2009年11月24日 23時25分02秒 | 日記
11月22日(日)
今日は朝からひどく調子が悪そうに見える。
食欲が全くないし眠くて頭がぼんやりしている感じだ。
また、口が渇いて舌が口腔にへばりつき、滑舌が悪い。

オキシコンチンを増やしたせいか、一日中眠気がとれずベッドの中で過ごす。
そのかわりに痛みは出ず、気持ちよく眠れるようだが
昼も夜も野菜ジュースやヨーグルトの他はほとんど口に入れることができない。

夜、兄夫婦が来るがベッドから起きることなく
ベッドの脇の炬燵で父、兄夫婦、私が喋っている間もうつらうつらしていて
そのうち眠ってしまう。

11月23日(月)
朝は早くに目が覚めても体が重くて起きられなかったと言い、
母は私が階下へ下りた8時ごろの少し前にやっとベッドから離れて食卓についた。
つい先週までは5時や6時に起きてK療法(機械でカーボンを燃やしその光線を当てる民間療法)を1時間かけて行い、
朝食の用意をしていたのだが、もう食卓に座っているだけでせいいっぱいのようだ。

食欲はないのだが薬を飲む前に何か胃に入れなければという気持ちがあって
父が電子レンジで暖めた牛乳とヨーグルトを目の前の食卓に置き、思いつめたようにじっと見ている。
意を決したように牛乳を喉に流し込む。

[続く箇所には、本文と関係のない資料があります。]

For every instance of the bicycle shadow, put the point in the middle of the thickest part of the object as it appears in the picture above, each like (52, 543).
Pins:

が、急に立ち上がり庭側のガラス戸を開け
サンダルを履いて1歩出るまもなく飲んだ牛乳を戻してしまう。

私も慌てて外に出て背中をさする。
飲んだ牛乳はわずか20ccくらいのもので、ほとんど出るものがないのだが
なかなか吐き気が治まらないのか何度もえづき、苦しそうで見るのもつらい。
やっと落ち着くと「水で流しておいてね」と私に言い、よろめきながら家の中へ戻る。
このことで体力を消耗し、母は「疲れた」と言ってベッドに横になる。

11時ごろ在宅ケアの看護士さんがみえる。
前回、1週間前に来たときとはまるで様子が違いベッドに寝たまま迎える母にも
看護士さんは驚く様子も見せず
進んだ症状への細かな対応の仕方を母と私に指示する。


吐き気のあるときは吐き気止めの座薬を使うように。
口の渇きには、グリセリンを車に取りに行き500ccのペットボトルに溶液を作る。
これにうがい薬のハチアズレを溶かして口をすすぐように。
「太白」という無味無臭のごま油を買ってきて口の中に塗ると滑らかに動くようになる。

そして週に医師1回、看護士1回計2回の往診を医師2回、看護士2回計4回に増やしましょう。
明日火曜に先生が来るので腹水を診てもらって利尿剤を出してもらいます。


さすがに在宅ケアの看護士さんは母のような症状に慣れていててきぱきと話を進める。
毎日つけている母の日誌を見て、日曜に眠気が強かったのは土曜にオキシコンチンとアンペック座薬を使った回数が多く
麻薬の全体量が急に増えてしまったためだと言う。
座薬は1錠が10mgで、使っているオキノームの倍量なのだそうだ。

看護士さんが帰ると母は横になったまま
「今日は天気がいいから散歩に行こうか」と言う。
「大丈夫!?」「大丈夫よ。少し運動すれば食べられるかもしれない。」
こんなに具合が悪くなっているのにまだ散歩に行こうとする母。
症状の悪化、体の衰弱に必死で戦いを挑んでいるように見えて胸がぎゅっと痛くなる。
「じゃ、この前のコースはちょっと長すぎたから短めにしようね。」

しかし、前回土曜日に散歩したときに比べても足元がふらふらしている。
車道を渡るときには私の袖をつかみ、並んで歩いていても体が左右にぶれてぶつかってくる。
50mほどでもう息切れが始まる。ごく近所を一回りして家に帰ると母は業を煮やしたように
「もうっ!どうしてこんなになっちゃったんだろうっ」と目を潤ませてベッドに倒れこむ。
「とてもお昼はたべられないわ。寝る。」と目をつぶってそれ以上何も言わない。

母はきっともう散歩に行こうとも言わなくなるだろう。
そう思うとどうしようもなく寂しくて悲しい。
あれほど健脚だった母なのに、歩けなくなる日がもうすぐそこまで来ている。